Chapter Text
Ela era uma daquelas pessoas comuns que normalmente não era lá muito bem vista pela sociedade, embora ainda assim fosse apenas mais humana como qualquer outra. Ela estudava, via filmes e séries, limpava a casa e fazia sua comida.
Não tinha nada de muito diferente dos outros cidadãos, ainda que muitos fossem querer dizer o contrário.
Ela adorava a rotina que havia criado — mesmo que às vezes a achasse super entediante — e gostava da vida pacata que tinha. Mesmo que não soubesse muito bem o que faria dali a dez anos ou que não tivesse muitos planos para o futuro, a jovem adorava estar viva, problemas à parte.

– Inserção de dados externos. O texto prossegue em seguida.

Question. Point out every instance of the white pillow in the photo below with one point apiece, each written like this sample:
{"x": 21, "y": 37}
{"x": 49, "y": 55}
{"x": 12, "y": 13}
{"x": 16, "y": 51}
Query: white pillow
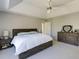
{"x": 27, "y": 33}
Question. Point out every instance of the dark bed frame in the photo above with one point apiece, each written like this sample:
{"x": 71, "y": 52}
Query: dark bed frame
{"x": 34, "y": 50}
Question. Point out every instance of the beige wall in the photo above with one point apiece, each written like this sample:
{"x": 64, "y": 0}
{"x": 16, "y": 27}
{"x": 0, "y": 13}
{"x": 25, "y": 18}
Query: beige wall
{"x": 9, "y": 21}
{"x": 58, "y": 22}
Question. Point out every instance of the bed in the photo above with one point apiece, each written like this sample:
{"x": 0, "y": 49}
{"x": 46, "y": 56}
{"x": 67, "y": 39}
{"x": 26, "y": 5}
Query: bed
{"x": 33, "y": 50}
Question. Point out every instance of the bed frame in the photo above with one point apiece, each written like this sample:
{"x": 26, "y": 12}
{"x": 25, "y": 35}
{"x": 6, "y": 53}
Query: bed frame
{"x": 34, "y": 50}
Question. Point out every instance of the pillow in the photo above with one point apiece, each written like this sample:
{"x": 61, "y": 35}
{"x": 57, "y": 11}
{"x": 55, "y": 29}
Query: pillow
{"x": 27, "y": 33}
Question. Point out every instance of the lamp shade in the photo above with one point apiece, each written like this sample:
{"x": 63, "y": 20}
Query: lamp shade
{"x": 5, "y": 33}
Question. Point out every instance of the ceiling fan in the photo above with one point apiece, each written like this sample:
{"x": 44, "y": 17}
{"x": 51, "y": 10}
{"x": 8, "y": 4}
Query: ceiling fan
{"x": 56, "y": 3}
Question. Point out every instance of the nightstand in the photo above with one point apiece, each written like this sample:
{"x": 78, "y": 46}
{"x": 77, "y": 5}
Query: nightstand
{"x": 5, "y": 43}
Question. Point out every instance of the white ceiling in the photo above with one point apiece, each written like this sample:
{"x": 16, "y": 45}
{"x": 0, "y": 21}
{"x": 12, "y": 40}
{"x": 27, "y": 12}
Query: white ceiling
{"x": 37, "y": 8}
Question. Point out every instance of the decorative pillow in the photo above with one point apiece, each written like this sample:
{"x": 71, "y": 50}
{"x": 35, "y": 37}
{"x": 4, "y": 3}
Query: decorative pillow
{"x": 27, "y": 33}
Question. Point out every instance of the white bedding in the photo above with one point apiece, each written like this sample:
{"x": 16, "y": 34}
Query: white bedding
{"x": 23, "y": 43}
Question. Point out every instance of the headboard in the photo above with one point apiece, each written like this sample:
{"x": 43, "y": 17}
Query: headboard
{"x": 15, "y": 31}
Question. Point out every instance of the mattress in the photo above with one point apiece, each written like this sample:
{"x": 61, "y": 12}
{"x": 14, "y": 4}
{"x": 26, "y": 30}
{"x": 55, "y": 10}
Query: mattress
{"x": 25, "y": 42}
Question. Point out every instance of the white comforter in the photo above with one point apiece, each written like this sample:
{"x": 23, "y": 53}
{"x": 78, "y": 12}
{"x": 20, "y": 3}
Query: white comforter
{"x": 25, "y": 42}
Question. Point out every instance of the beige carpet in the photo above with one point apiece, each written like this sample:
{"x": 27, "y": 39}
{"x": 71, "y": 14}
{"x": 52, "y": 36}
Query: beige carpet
{"x": 57, "y": 51}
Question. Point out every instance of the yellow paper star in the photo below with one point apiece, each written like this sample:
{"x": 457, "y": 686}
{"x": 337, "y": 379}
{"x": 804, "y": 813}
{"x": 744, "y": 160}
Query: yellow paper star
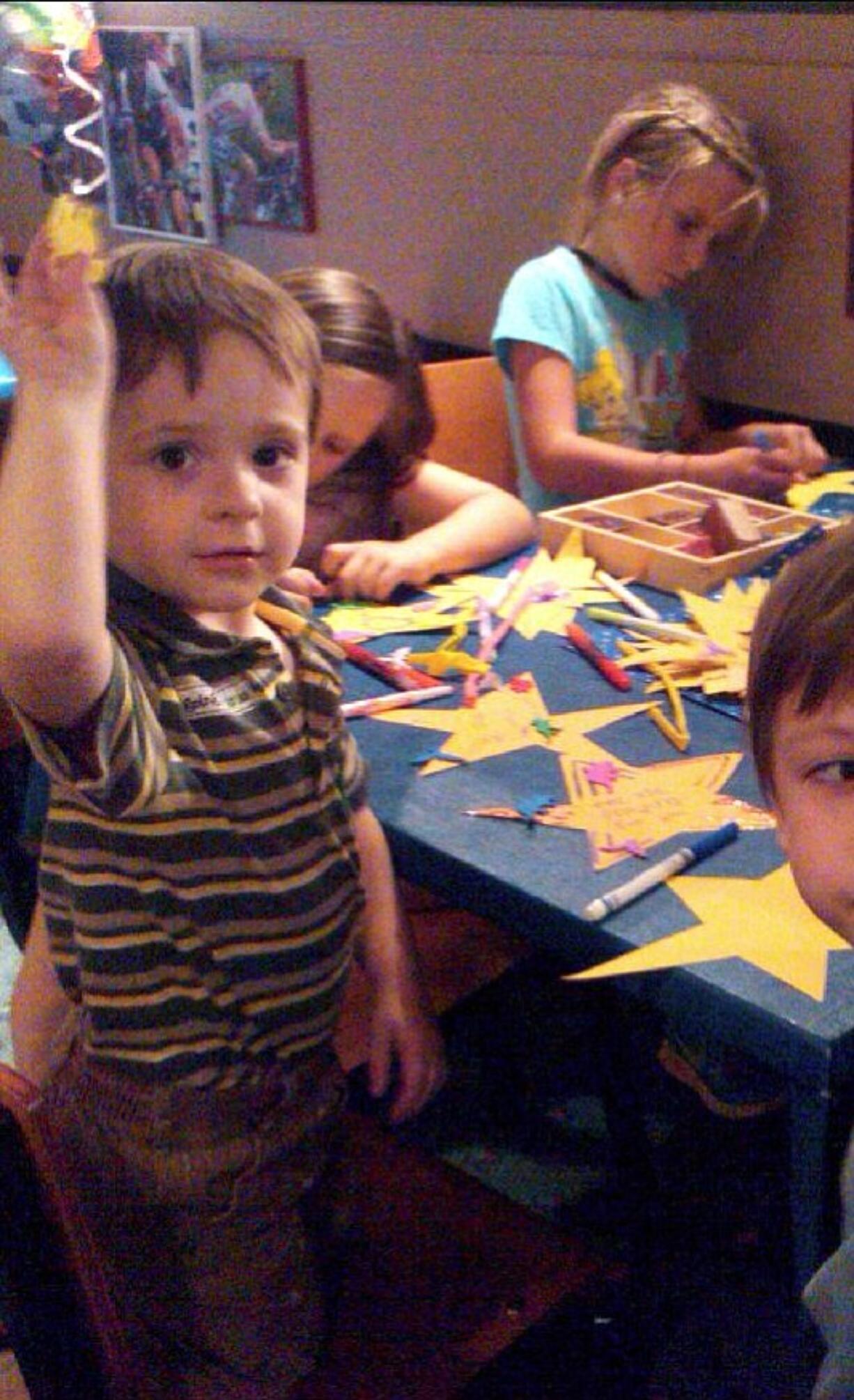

Logo, quando acabou sofrendo um acidente e morreu, ela sentiu-se frustrada. Não porque não estava mais respirando ou porque não existia mais. Era triste saber que não poderia mais respirar e que não teria mais contato com colegas e pessoas próximas, só que talvez a ficha dela ainda não tivesse caído, porque a dor que sentia no peito não era por causa disso.
E sim porque ainda não tinha lido o final da sua trilogia favorita.
Ela não iria mais saber o final da protagonista. Não saberia mais se a antagonista teria sua redenção ou se ela seria derrotada — e o que aconteceria com o ser que ela invocou? Voltaria para o mundo dele? Ou faria contrato com alguém que buscasse vingança contra a protagonista, abrindo assim um gancho para uma nova série?
Ela não iria mais saber agora. E esse conhecimento — ou talvez a falta dele? — estava a deixando angustiada.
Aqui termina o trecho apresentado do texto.